In 1435, five mills and two blacksmiths were named in the market book, and there were three meat banks, a bathing room and a brewery in the market itself . A citizen's hospital (poor house) was founded on December 10, 1505 and the hospital church was added to 1517/20 according to a letter of foundation dated June 29, 1514. On January 2nd, 1506, the Roman-German King Maximilian I granted the market the right to use a coat of arms. In 1579 a town hall was built.
Leonfelden was a princely market with a market judge at the head of the administration, who was elected annually. He was assisted by a twelve-person council and a committee of the citizenship. The seat of the judge was the town hall, in which the citizens and court drawers were also kept. Protestant services were held in the town hall in the late 16th century until all Protestants had to leave the market in 1627. A school building attached to the town hall was first mentioned in 1514. The schoolmaster was also sacristan and organist in the parish church and was appointed by the abbot of Wilhering monastery . Around 1620 around 40 children attended school in summer, only 8 in winter because their parents had to pay for the firewood.
Leonfelden was located on the shortest connection of the Linzer Steig from Linz to Bohemia and offered the Leonfeldner citizens opportunities for long-distance trade as an important source of income. However, due to road constraints , Freistadt had a monopoly on the lucrative salt trade from 1364 and later also on the trade in iron. In the 14th and 15th centuries the people of Leonfeld tried in vain to open the road to Bohemia for long-distance trade. It was not until 1492 that the market was allowed to import food for its own use and from 1496 also for commercial purposes from Bohemia. From 1520 the battle flared up again. In 1530, around 80 people from Freistadt attacked a large train of wagons destined for Bad Leonfelden and directed it through Freistadt.
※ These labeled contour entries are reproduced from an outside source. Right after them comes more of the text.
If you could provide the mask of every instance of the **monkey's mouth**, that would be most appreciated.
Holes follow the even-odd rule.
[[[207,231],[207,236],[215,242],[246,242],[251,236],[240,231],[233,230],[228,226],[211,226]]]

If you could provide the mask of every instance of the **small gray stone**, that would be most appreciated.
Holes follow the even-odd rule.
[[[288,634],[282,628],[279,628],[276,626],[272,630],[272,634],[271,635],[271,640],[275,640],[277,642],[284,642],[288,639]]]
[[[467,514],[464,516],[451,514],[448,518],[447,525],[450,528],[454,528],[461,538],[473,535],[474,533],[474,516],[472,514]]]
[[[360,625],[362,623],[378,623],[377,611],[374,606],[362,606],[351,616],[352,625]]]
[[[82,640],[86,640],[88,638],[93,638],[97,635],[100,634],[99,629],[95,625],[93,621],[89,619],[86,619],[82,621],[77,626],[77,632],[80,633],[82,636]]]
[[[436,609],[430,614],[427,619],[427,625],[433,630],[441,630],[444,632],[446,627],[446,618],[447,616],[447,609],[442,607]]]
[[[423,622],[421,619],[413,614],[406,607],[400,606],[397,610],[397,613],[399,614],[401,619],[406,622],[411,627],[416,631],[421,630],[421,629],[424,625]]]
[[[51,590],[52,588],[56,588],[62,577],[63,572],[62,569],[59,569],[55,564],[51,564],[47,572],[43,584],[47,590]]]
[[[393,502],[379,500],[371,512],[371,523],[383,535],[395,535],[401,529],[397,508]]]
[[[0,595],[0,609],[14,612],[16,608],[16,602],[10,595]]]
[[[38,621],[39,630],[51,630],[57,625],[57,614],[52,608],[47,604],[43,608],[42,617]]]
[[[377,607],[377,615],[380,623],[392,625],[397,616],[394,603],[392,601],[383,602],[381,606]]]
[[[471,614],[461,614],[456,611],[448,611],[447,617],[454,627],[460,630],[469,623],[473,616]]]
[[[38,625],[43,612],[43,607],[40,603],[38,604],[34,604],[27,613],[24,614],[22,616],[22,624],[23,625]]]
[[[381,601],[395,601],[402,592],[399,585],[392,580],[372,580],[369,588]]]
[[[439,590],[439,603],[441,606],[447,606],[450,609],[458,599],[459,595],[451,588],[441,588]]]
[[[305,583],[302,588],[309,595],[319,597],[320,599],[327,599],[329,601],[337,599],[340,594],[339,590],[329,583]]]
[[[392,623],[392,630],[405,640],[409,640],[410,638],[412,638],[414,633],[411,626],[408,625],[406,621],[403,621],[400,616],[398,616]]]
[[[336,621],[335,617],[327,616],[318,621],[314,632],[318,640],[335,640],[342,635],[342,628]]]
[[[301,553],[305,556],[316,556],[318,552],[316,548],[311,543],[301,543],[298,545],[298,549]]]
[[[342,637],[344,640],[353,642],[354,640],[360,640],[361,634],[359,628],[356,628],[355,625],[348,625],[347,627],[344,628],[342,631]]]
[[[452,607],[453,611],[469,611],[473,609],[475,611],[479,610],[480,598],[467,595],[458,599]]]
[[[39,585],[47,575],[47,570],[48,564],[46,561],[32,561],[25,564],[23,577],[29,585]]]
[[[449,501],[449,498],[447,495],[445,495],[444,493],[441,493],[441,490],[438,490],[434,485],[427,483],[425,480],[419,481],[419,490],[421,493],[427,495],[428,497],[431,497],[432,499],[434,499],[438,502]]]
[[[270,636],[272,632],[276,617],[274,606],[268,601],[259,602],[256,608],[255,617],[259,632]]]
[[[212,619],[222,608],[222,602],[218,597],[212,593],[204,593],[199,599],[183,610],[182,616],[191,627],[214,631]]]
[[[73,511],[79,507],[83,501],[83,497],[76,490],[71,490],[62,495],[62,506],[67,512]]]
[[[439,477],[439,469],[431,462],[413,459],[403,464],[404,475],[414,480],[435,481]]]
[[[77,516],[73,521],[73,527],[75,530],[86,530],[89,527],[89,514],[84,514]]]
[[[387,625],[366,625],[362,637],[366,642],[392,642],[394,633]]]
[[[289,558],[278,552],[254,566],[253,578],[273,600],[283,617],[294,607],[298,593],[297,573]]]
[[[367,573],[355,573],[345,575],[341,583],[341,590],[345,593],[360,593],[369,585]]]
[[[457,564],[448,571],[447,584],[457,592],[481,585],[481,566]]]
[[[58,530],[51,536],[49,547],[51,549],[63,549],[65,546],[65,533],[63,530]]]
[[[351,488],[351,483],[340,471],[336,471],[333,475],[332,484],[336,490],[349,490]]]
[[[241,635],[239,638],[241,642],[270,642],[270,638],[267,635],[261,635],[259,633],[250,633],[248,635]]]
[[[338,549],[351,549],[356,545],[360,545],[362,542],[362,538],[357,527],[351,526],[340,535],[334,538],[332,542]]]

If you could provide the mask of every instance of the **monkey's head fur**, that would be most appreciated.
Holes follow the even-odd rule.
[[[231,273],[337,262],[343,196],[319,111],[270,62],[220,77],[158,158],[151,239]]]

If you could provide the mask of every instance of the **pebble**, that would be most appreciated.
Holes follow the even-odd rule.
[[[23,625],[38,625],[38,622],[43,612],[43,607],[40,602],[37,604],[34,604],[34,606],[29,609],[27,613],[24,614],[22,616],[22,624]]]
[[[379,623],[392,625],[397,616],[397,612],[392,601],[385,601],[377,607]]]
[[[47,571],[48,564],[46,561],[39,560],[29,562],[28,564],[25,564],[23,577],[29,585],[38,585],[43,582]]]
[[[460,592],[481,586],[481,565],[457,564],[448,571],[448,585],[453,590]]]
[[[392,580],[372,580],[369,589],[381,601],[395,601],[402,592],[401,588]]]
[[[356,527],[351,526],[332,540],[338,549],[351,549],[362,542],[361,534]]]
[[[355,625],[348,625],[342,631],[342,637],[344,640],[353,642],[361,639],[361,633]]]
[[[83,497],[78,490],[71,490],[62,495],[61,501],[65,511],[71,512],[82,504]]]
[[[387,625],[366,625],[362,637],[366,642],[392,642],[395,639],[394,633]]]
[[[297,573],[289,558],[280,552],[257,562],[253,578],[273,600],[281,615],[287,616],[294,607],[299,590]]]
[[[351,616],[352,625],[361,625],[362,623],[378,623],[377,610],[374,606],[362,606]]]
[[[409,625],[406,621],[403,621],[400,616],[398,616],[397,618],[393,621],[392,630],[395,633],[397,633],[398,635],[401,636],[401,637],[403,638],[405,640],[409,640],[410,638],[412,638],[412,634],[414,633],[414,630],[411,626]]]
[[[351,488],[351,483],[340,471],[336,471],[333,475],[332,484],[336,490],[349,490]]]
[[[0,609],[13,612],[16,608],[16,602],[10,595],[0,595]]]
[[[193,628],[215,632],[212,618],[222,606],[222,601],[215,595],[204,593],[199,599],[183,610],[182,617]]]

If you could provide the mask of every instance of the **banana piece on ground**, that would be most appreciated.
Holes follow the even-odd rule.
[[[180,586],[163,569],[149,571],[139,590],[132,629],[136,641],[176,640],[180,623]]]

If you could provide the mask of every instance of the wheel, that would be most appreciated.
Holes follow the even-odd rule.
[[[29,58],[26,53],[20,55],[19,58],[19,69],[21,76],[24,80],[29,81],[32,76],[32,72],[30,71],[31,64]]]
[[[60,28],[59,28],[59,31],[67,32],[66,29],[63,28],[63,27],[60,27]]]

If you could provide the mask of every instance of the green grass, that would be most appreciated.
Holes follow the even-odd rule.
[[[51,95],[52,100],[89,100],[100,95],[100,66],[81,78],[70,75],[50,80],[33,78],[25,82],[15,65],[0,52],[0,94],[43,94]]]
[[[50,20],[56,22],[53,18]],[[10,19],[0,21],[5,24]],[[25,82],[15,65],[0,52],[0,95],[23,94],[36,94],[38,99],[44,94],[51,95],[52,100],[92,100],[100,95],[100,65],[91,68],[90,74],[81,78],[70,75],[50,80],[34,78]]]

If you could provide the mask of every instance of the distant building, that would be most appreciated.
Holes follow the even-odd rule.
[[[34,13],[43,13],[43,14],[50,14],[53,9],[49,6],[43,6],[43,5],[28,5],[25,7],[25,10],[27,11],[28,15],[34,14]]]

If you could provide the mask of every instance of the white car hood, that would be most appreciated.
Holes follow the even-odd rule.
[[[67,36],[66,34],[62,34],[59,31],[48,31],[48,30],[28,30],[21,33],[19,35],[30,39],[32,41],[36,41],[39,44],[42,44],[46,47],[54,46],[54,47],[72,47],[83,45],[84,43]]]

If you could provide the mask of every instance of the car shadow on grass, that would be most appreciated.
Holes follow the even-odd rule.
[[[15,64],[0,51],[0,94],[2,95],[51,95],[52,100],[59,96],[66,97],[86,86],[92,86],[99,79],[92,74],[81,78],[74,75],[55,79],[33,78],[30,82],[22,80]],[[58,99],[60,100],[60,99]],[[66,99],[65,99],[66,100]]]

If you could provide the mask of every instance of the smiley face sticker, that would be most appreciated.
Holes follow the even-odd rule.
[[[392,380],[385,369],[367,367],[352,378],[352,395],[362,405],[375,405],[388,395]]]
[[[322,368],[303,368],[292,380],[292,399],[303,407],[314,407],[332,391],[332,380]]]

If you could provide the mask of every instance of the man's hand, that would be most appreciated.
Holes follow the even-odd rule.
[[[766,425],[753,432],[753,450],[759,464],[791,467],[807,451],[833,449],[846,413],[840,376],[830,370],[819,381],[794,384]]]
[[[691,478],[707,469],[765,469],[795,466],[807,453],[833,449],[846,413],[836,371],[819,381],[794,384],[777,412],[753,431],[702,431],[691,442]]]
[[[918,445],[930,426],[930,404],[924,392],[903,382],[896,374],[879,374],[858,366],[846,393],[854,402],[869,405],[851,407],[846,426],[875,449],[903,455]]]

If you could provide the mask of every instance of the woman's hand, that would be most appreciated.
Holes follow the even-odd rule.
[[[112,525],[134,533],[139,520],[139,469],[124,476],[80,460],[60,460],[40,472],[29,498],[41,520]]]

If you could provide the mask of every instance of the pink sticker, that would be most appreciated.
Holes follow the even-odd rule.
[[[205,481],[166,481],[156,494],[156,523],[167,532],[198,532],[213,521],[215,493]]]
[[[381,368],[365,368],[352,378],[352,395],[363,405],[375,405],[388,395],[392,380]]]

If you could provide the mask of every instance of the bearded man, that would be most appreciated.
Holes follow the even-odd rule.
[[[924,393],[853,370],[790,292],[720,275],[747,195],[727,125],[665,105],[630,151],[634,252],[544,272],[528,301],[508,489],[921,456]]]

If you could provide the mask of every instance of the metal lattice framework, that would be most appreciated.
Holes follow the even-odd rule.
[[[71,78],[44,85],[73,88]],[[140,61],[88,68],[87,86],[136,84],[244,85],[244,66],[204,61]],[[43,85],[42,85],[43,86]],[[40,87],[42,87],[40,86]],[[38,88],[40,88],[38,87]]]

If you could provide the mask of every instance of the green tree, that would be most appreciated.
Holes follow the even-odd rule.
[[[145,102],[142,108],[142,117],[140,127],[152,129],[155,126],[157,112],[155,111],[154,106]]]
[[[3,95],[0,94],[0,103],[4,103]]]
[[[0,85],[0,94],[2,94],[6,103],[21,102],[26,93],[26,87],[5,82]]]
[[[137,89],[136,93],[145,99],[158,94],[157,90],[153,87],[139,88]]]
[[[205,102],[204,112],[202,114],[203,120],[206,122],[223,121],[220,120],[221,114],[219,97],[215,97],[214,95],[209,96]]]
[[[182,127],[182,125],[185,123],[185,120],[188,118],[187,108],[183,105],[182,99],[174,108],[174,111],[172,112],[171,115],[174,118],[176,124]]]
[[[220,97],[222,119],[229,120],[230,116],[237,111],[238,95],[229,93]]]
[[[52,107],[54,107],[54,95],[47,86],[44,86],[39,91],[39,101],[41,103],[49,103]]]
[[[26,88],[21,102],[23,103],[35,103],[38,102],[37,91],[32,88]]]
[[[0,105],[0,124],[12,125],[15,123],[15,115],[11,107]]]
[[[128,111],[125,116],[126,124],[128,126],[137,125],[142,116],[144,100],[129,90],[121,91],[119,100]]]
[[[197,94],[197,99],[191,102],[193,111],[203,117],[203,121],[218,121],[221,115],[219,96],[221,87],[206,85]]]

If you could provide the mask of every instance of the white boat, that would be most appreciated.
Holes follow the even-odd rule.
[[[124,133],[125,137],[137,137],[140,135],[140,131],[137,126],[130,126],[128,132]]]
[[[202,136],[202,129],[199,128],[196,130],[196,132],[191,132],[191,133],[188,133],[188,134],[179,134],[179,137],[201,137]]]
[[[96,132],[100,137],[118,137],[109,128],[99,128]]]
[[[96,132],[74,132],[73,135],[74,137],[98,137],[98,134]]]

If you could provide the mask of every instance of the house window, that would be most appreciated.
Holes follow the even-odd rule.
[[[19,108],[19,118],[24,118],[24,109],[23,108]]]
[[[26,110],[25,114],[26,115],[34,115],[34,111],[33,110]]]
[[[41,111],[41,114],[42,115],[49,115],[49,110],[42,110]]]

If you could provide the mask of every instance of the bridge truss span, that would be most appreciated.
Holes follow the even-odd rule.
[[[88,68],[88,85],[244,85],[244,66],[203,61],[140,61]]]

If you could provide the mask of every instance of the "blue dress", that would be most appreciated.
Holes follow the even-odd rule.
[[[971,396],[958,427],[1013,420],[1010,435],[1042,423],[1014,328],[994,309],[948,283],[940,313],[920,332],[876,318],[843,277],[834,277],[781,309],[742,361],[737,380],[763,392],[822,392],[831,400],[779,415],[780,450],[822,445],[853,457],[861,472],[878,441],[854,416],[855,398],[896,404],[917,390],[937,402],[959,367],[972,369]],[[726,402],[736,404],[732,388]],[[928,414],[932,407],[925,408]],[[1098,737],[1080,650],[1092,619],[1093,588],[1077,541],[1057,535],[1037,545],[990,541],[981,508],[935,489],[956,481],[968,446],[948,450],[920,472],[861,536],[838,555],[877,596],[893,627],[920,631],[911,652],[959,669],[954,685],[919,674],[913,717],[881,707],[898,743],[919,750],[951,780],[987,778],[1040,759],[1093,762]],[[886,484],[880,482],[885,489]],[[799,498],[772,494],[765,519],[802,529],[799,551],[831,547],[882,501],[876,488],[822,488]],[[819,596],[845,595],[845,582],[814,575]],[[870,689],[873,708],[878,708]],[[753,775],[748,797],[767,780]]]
Between 1535 and 1555 a legal process for the rights of way was carried out, which led to Freistadt receiving the monopoly for the iron trade in Bohemia, while Leonfelden was given the right to trade in salt. Contrary to the road constraints of 1570 in favor of Freistadt, merchants continued to drive via Leonfelden until Emperor Rudolf II forbade the Leonfelders to trade in salt at the beginning of the 17th century. The remaining trading rights were only insignificant and prevented further growth of the market in the following period.
In the second Upper Austrian peasant uprising (1594–1597) the pastor was expelled by the citizens and further acts of violence occurred. In the Upper Austrian Peasants' War in 1626, Leonfelden was first occupied by peasants, who were driven out by imperial troops. 150 out of 500 farmers died in the attempt to recapture. In a second battle near the Miesenwald on August 30, 1626 about 500 rebellious peasants died on Leonfeldner Boden, which is remembered by the peasant war band near Steinberg / Hinterkönigschlag. Towards the end of the Thirty Years' War , military entrenchments were built in Weigetschlag, Roßberg and Rading to protect against an incursion to Sweden . The Schwedenschanze later became part of the border fortifications against Bohemia. The fortifications were occupied again in 1663 during the threat from the Turks and in 1680/81 because of the danger of the plague.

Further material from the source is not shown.